Both groups of children showed some functional improvement at the end of the study, but those who received the real rTMS stimulation performed significantly better than the other group — and those added gains came with no adverse effects.

“The big question is, can we translate the results that we observed here in our research laboratory to the clinical setting,” says Gillick. “Because that’s ultimately where this is supposed to go. The goal is to improve the lives of those who live with the consequences of stroke.”

Gillick’s current pediatric study — the one Tiffany joined — is using tDCS technology for brain stimulation. Although both technologies can alter brain-cell excitability in the cerebrum, tDCS is less expensive and more portable. That’s because tDCS delivers current directly to the brain, whereas rTMS uses magnetic fields to produce its low-dose electric currents.

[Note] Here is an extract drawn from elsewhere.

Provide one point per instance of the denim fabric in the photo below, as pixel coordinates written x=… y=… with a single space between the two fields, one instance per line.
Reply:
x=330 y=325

“We have just completed the interim analysis and have been approved to continue the study to completion of 20 subjects,” says Gillick. If promising results are found — and she believes they will be — then the next step will be an intervention study combining tdCs with behavioral rehabilitation.

Gillick’s long-term goal is to determine whether this combination of brain stimulation and physical therapy would be even more effective when used soon after a child experiences a stroke. “If we could get closer to around the time of the actual event, we might have a greater impact,” she says.

‘Sign me up’

A week after her initial participation in the tDCS safety study, Tiffany Cowan returned to the Masonic Memorial Building to be hooked up to the brainstimulation machine for a second and final time.

First, though, she asked if she could have a moment to talk with Gillick.

“She literally sat me down,” recalls Gillick, “and said, ‘Ok. you’re going to have another study, right? And you’re going to be actually treating people in that study, right? I want to participate in that study, so sign me up.’”

That conversation underlines the importance of the Brain Plasticity Laboratory’s research, says Gillick — and the great need for more effective treatments for people who have experienced a stroke or other brain injury.

“Tiffany returned for her follow-up excited about the next phase of the study,” Gillick says. “I’m excited, too.”